Though not a urinal privacy issue, I had another awkward moment in London when my lovely lady friend failed to do her job to prevent someone from entering a bathroom that didn’t lock. As I was washing my hands, a funny British man opened the door to both our surprise. I looked out to see my lovely lady friend engrossed in her smartphone. When I noted her abject failure to do her simple job, the British man said we could have had an embarrassing international crisis that would have changed our countries’ “special relationship” in ways we both would have deeply regretted. Utterly brilliant stuff:-)
More importantly and hygienically, dividers serve a vital health function. As any man can attest to, some younger men do their business as if they hadn’t done so in days, so the force is similar to a fire hose connected to a fire hydrant. The back spray can be significant. Without a divider, their business can end up on the arms, pants/legs, and shoes of neighbors, which is beyond disgusting.
Similarly, some men then shake vigorously after doing their business as if the power and velocity of shaking is directly correlated to their manliness. I’ve seen men shaking so hard you would have thought they were playing an Eddie Van Halen solo on guitar. Such full-throttled shaking again can result in their business causing collateral damage to their neighbors. Dividers would stop such damage. For the curious, see this video using ultraviolet light to show just how far the damage can be.
I’m sorry if you didn’t find this column funny, but it is an important public service. Maybe three odd moments in the UK were just coincidental, but they spurred me to pen this much-needed missive as I’ve remained silent for too long. Like long suffering women desperate for more stalls, too many men have silently endured divider-less urinals subjecting them to awkward moments, defenselessly getting someone else’s business sprayed on them, and, yes, being filmed by some strange guy who plans to include you doing your business in his “Asian memories from Europe” home video.
C’mon world, is it asking too much to put dividers in between urinals? We shouldn’t let politics divide us as it does, but we absolutely should remain wholly divided in the bathroom. Who is with me?

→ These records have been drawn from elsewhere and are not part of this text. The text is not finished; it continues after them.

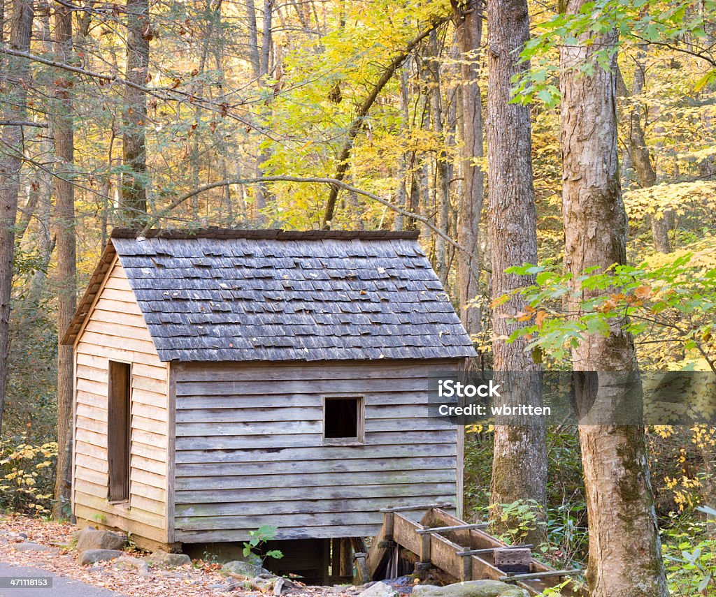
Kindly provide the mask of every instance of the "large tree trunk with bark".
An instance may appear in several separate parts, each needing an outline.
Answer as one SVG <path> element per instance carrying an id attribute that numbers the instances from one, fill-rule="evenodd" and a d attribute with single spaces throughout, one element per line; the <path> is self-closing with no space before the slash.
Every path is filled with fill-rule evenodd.
<path id="1" fill-rule="evenodd" d="M 536 213 L 532 176 L 530 111 L 510 103 L 512 78 L 528 68 L 518 64 L 520 49 L 529 39 L 526 0 L 490 0 L 488 3 L 488 171 L 490 240 L 492 247 L 492 293 L 497 298 L 534 283 L 530 276 L 505 274 L 524 263 L 537 262 Z M 541 366 L 526 352 L 523 338 L 508 344 L 506 338 L 524 324 L 511 319 L 524 311 L 518 297 L 493 310 L 493 352 L 495 377 L 500 371 L 520 372 L 523 383 L 510 385 L 505 403 L 541 405 Z M 516 375 L 512 378 L 515 379 Z M 507 386 L 505 386 L 507 387 Z M 536 420 L 520 425 L 496 420 L 490 503 L 493 514 L 499 505 L 533 500 L 544 515 L 546 502 L 547 457 L 545 427 Z M 498 531 L 505 525 L 493 517 Z M 545 536 L 538 526 L 526 538 L 539 543 Z"/>
<path id="2" fill-rule="evenodd" d="M 127 0 L 127 79 L 147 84 L 149 0 Z M 147 98 L 144 92 L 125 86 L 124 134 L 122 161 L 122 219 L 140 227 L 147 214 Z"/>
<path id="3" fill-rule="evenodd" d="M 55 54 L 69 63 L 72 51 L 72 11 L 57 4 L 54 17 Z M 54 119 L 54 154 L 59 167 L 54 177 L 54 228 L 57 251 L 55 286 L 57 292 L 57 337 L 62 338 L 77 306 L 77 260 L 74 245 L 74 187 L 72 171 L 74 161 L 72 119 L 72 77 L 58 73 L 55 79 L 57 117 Z M 74 397 L 72 347 L 57 347 L 57 476 L 53 515 L 69 513 L 72 485 L 72 400 Z"/>
<path id="4" fill-rule="evenodd" d="M 576 14 L 584 2 L 569 0 L 566 10 Z M 594 59 L 594 49 L 616 41 L 611 31 L 593 44 L 584 39 L 584 45 L 561 49 L 565 266 L 575 277 L 586 268 L 604 271 L 626 259 L 626 217 L 616 153 L 616 53 L 611 70 L 595 61 L 590 77 L 577 68 Z M 634 344 L 623 323 L 611 322 L 607 337 L 587 336 L 573 351 L 576 370 L 599 372 L 594 408 L 601 417 L 610 416 L 612 405 L 629 399 L 623 388 L 609 383 L 609 372 L 638 375 Z M 578 395 L 578 403 L 584 399 Z M 579 437 L 589 520 L 590 594 L 666 596 L 643 427 L 584 425 Z"/>
<path id="5" fill-rule="evenodd" d="M 478 84 L 478 53 L 483 36 L 483 9 L 480 0 L 459 2 L 453 0 L 462 81 L 463 112 L 463 194 L 458 209 L 458 244 L 467 255 L 458 260 L 458 290 L 460 320 L 470 335 L 481 327 L 480 310 L 467 308 L 468 302 L 480 292 L 480 280 L 474 272 L 480 269 L 479 230 L 483 209 L 484 176 L 482 167 L 475 164 L 483 149 L 482 99 Z"/>
<path id="6" fill-rule="evenodd" d="M 32 0 L 15 0 L 12 5 L 10 47 L 27 51 L 32 33 Z M 29 63 L 23 58 L 7 56 L 4 83 L 11 91 L 6 121 L 23 121 L 27 113 L 26 86 L 30 84 Z M 12 295 L 13 260 L 15 254 L 15 221 L 22 165 L 22 127 L 5 125 L 0 134 L 0 429 L 7 390 L 7 359 L 10 352 L 10 299 Z"/>

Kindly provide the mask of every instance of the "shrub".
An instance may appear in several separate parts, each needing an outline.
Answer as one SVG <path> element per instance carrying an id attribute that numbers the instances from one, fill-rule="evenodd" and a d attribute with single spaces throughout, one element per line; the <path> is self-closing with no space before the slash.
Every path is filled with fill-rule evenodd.
<path id="1" fill-rule="evenodd" d="M 0 508 L 40 516 L 49 514 L 57 444 L 0 440 Z"/>

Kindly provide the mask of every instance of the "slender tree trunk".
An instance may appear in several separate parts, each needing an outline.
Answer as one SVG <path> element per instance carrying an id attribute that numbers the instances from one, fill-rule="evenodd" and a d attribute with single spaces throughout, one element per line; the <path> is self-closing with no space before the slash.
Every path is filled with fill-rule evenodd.
<path id="1" fill-rule="evenodd" d="M 474 159 L 483 155 L 482 98 L 478 84 L 478 54 L 483 36 L 483 4 L 480 0 L 453 0 L 461 61 L 463 112 L 463 193 L 458 209 L 458 244 L 468 250 L 458 260 L 458 290 L 460 319 L 470 335 L 480 329 L 479 309 L 466 308 L 480 292 L 480 280 L 473 271 L 480 268 L 479 230 L 483 209 L 484 177 Z"/>
<path id="2" fill-rule="evenodd" d="M 149 71 L 149 0 L 127 0 L 127 79 L 145 85 Z M 125 224 L 140 227 L 147 214 L 147 98 L 125 87 L 125 131 L 122 160 L 121 215 Z"/>
<path id="3" fill-rule="evenodd" d="M 55 54 L 69 63 L 72 51 L 72 11 L 57 4 L 54 13 Z M 74 245 L 74 187 L 72 170 L 74 161 L 74 132 L 72 119 L 72 77 L 58 73 L 55 98 L 58 112 L 54 119 L 54 153 L 61 172 L 54 177 L 54 228 L 57 266 L 57 337 L 62 339 L 77 306 L 77 260 Z M 56 169 L 57 169 L 56 168 Z M 72 347 L 57 346 L 57 476 L 55 479 L 56 518 L 69 512 L 72 486 L 72 401 L 74 396 Z"/>
<path id="4" fill-rule="evenodd" d="M 27 51 L 32 33 L 32 0 L 14 0 L 10 30 L 10 47 Z M 29 63 L 8 56 L 3 78 L 11 91 L 3 114 L 6 120 L 24 120 L 27 113 L 26 85 L 30 82 Z M 7 389 L 7 360 L 10 351 L 10 300 L 12 295 L 13 260 L 15 252 L 15 221 L 20 192 L 22 165 L 21 127 L 4 126 L 0 133 L 0 429 Z"/>
<path id="5" fill-rule="evenodd" d="M 566 9 L 576 14 L 585 1 L 568 0 Z M 565 265 L 575 277 L 586 268 L 604 270 L 626 260 L 626 217 L 616 153 L 616 53 L 609 70 L 595 60 L 591 77 L 576 68 L 594 59 L 594 48 L 609 48 L 616 41 L 616 32 L 610 31 L 589 44 L 584 38 L 580 39 L 584 45 L 563 46 L 560 52 Z M 599 372 L 595 405 L 601 416 L 625 399 L 624 390 L 609 383 L 608 372 L 636 367 L 634 344 L 621 324 L 612 322 L 609 336 L 588 336 L 573 351 L 576 370 Z M 590 594 L 666 596 L 643 427 L 581 425 L 579 437 L 589 519 Z"/>
<path id="6" fill-rule="evenodd" d="M 657 184 L 657 172 L 652 164 L 652 157 L 647 147 L 646 136 L 642 119 L 644 118 L 644 107 L 639 99 L 644 91 L 646 79 L 646 64 L 644 50 L 642 48 L 637 58 L 636 69 L 634 74 L 634 83 L 632 85 L 632 95 L 636 97 L 632 108 L 629 119 L 629 150 L 632 154 L 632 164 L 634 172 L 639 178 L 639 185 L 643 189 L 653 187 Z M 671 243 L 669 242 L 669 227 L 667 226 L 667 219 L 664 214 L 654 214 L 649 217 L 652 226 L 652 237 L 654 240 L 654 248 L 660 253 L 670 253 Z"/>
<path id="7" fill-rule="evenodd" d="M 448 178 L 448 154 L 445 151 L 445 135 L 442 122 L 442 98 L 441 94 L 440 66 L 437 61 L 440 51 L 437 48 L 437 34 L 430 31 L 427 44 L 428 86 L 426 92 L 430 99 L 430 125 L 435 136 L 437 150 L 435 157 L 435 220 L 439 230 L 448 233 L 448 218 L 450 209 L 450 180 Z M 448 280 L 448 263 L 445 255 L 445 239 L 435 238 L 435 273 L 443 285 Z"/>
<path id="8" fill-rule="evenodd" d="M 505 273 L 511 266 L 537 262 L 536 214 L 532 176 L 530 111 L 510 102 L 512 77 L 528 68 L 518 64 L 520 49 L 529 39 L 527 0 L 490 0 L 488 3 L 488 169 L 490 172 L 490 238 L 492 246 L 492 292 L 494 297 L 534 283 L 530 276 Z M 514 404 L 541 404 L 541 367 L 526 352 L 526 341 L 511 344 L 505 338 L 524 324 L 510 318 L 523 312 L 525 303 L 512 300 L 493 310 L 495 375 L 499 371 L 520 372 L 523 383 L 511 386 L 508 400 Z M 533 500 L 542 508 L 546 502 L 547 457 L 545 428 L 532 421 L 505 425 L 496 420 L 493 461 L 491 503 Z M 500 424 L 501 423 L 501 424 Z M 514 528 L 516 521 L 498 530 Z M 539 543 L 543 527 L 526 539 Z"/>
<path id="9" fill-rule="evenodd" d="M 254 72 L 254 78 L 258 83 L 258 87 L 263 90 L 266 88 L 266 76 L 268 74 L 268 64 L 271 59 L 271 46 L 272 43 L 272 22 L 274 16 L 274 0 L 263 0 L 263 26 L 261 29 L 261 44 L 256 49 L 256 54 L 258 56 L 258 69 Z M 252 54 L 254 51 L 252 50 Z M 265 102 L 266 109 L 270 110 L 270 101 Z M 258 157 L 256 158 L 256 176 L 263 176 L 266 170 L 266 163 L 271 158 L 271 152 L 268 147 L 262 147 L 259 149 Z M 266 207 L 266 201 L 268 198 L 268 189 L 266 184 L 256 185 L 256 222 L 261 225 L 266 221 L 265 216 L 261 213 L 261 210 Z"/>

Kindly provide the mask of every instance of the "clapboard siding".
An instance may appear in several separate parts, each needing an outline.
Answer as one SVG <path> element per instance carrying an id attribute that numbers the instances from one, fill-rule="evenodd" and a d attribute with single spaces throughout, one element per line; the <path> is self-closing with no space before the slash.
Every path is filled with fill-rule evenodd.
<path id="1" fill-rule="evenodd" d="M 454 362 L 173 364 L 175 539 L 369 535 L 390 505 L 454 501 L 454 427 L 428 416 Z M 362 396 L 364 444 L 323 445 L 326 396 Z"/>
<path id="2" fill-rule="evenodd" d="M 107 502 L 108 363 L 132 364 L 130 501 Z M 115 262 L 75 344 L 73 508 L 80 518 L 168 541 L 168 367 Z"/>

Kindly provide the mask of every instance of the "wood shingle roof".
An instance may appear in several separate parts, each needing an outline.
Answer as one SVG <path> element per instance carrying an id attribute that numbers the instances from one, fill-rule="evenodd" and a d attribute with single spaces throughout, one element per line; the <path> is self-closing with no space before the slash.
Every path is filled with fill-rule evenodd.
<path id="1" fill-rule="evenodd" d="M 474 356 L 416 239 L 220 229 L 137 238 L 117 230 L 112 245 L 162 360 Z M 79 330 L 84 302 L 65 341 Z"/>

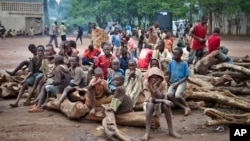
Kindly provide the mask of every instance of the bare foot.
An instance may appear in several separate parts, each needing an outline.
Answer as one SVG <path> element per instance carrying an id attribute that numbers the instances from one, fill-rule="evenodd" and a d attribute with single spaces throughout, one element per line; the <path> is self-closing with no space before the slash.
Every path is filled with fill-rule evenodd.
<path id="1" fill-rule="evenodd" d="M 51 105 L 57 109 L 57 110 L 60 110 L 60 104 L 58 102 L 51 102 Z"/>
<path id="2" fill-rule="evenodd" d="M 172 132 L 169 132 L 169 135 L 174 137 L 174 138 L 178 138 L 178 139 L 181 139 L 181 135 L 176 133 L 175 131 L 172 131 Z"/>
<path id="3" fill-rule="evenodd" d="M 149 140 L 149 134 L 145 134 L 142 138 L 141 141 L 148 141 Z"/>
<path id="4" fill-rule="evenodd" d="M 8 73 L 10 76 L 13 76 L 14 74 L 13 74 L 13 72 L 10 72 L 10 71 L 5 71 L 6 73 Z"/>
<path id="5" fill-rule="evenodd" d="M 10 104 L 10 107 L 11 107 L 11 108 L 16 108 L 16 107 L 18 107 L 18 104 L 17 104 L 17 103 L 15 103 L 15 104 Z"/>
<path id="6" fill-rule="evenodd" d="M 184 116 L 188 116 L 191 114 L 191 109 L 190 108 L 186 108 L 185 109 L 185 113 L 184 113 Z"/>

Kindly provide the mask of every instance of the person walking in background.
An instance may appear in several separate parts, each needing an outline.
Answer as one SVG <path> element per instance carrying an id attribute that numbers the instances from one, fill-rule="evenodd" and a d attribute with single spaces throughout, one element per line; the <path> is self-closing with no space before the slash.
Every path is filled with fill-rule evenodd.
<path id="1" fill-rule="evenodd" d="M 33 28 L 33 26 L 30 27 L 29 36 L 31 37 L 31 39 L 33 39 L 33 37 L 34 37 L 34 28 Z"/>
<path id="2" fill-rule="evenodd" d="M 50 36 L 50 39 L 49 39 L 48 45 L 50 45 L 52 43 L 52 41 L 54 40 L 55 46 L 58 47 L 58 43 L 57 43 L 58 26 L 57 26 L 56 21 L 49 28 L 49 36 Z"/>
<path id="3" fill-rule="evenodd" d="M 77 34 L 77 37 L 76 37 L 76 42 L 77 42 L 78 39 L 80 39 L 81 44 L 82 44 L 82 28 L 81 28 L 80 25 L 78 26 L 78 31 L 77 32 L 78 32 L 78 34 Z"/>
<path id="4" fill-rule="evenodd" d="M 63 42 L 66 41 L 66 30 L 67 27 L 64 25 L 64 22 L 62 22 L 60 25 L 60 33 L 61 33 L 61 40 Z"/>

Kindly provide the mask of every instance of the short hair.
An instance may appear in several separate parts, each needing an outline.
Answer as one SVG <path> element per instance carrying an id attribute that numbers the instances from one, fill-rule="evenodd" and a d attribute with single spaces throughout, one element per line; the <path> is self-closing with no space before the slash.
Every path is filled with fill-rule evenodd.
<path id="1" fill-rule="evenodd" d="M 70 47 L 76 48 L 76 41 L 70 40 L 69 44 L 70 44 Z"/>
<path id="2" fill-rule="evenodd" d="M 218 27 L 214 28 L 214 33 L 220 34 L 220 29 Z"/>
<path id="3" fill-rule="evenodd" d="M 103 74 L 102 68 L 100 68 L 100 67 L 95 68 L 94 74 L 97 74 L 97 73 L 102 73 Z"/>
<path id="4" fill-rule="evenodd" d="M 61 55 L 56 55 L 55 56 L 55 63 L 57 64 L 64 64 L 64 59 Z"/>
<path id="5" fill-rule="evenodd" d="M 38 48 L 42 48 L 43 50 L 45 50 L 45 47 L 43 45 L 38 45 L 36 49 L 38 50 Z"/>
<path id="6" fill-rule="evenodd" d="M 29 50 L 36 49 L 36 45 L 35 44 L 29 44 L 28 49 Z"/>
<path id="7" fill-rule="evenodd" d="M 174 51 L 178 51 L 181 55 L 183 54 L 182 48 L 179 48 L 179 47 L 174 48 Z"/>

P.S. Upon landing in Philadelphia, it was great to be back in the land of hand towels (but not overly rude airport workers). I hope America never adopts the UK’s practice of hand air dryers over hand towels. The former don’t work; the latter do. Perhaps the UK’s obsession with hand air dryers is due to its love of Sir James Dyson, creator of the hand air dryers and great (but overly priced) vacuums.







The building codes are on your side in this one. Per the 2024 IPC, urinals are required to have partitions or be more than 30 inches center to center.
The only problem with the splash zone is that partitions can only stick out so far from the wall before they become an issue with ADA access, not to mention wasting a ton of space to maintain accessible aisles. I think that's why the 18" required by code is a happy medium.
Thank you for speaking up for all of us men with experienced bladders. I drink milk but I don't need to see the milking of the cow. Others don't need to see the gyrations an experienced bladder sometimes requires!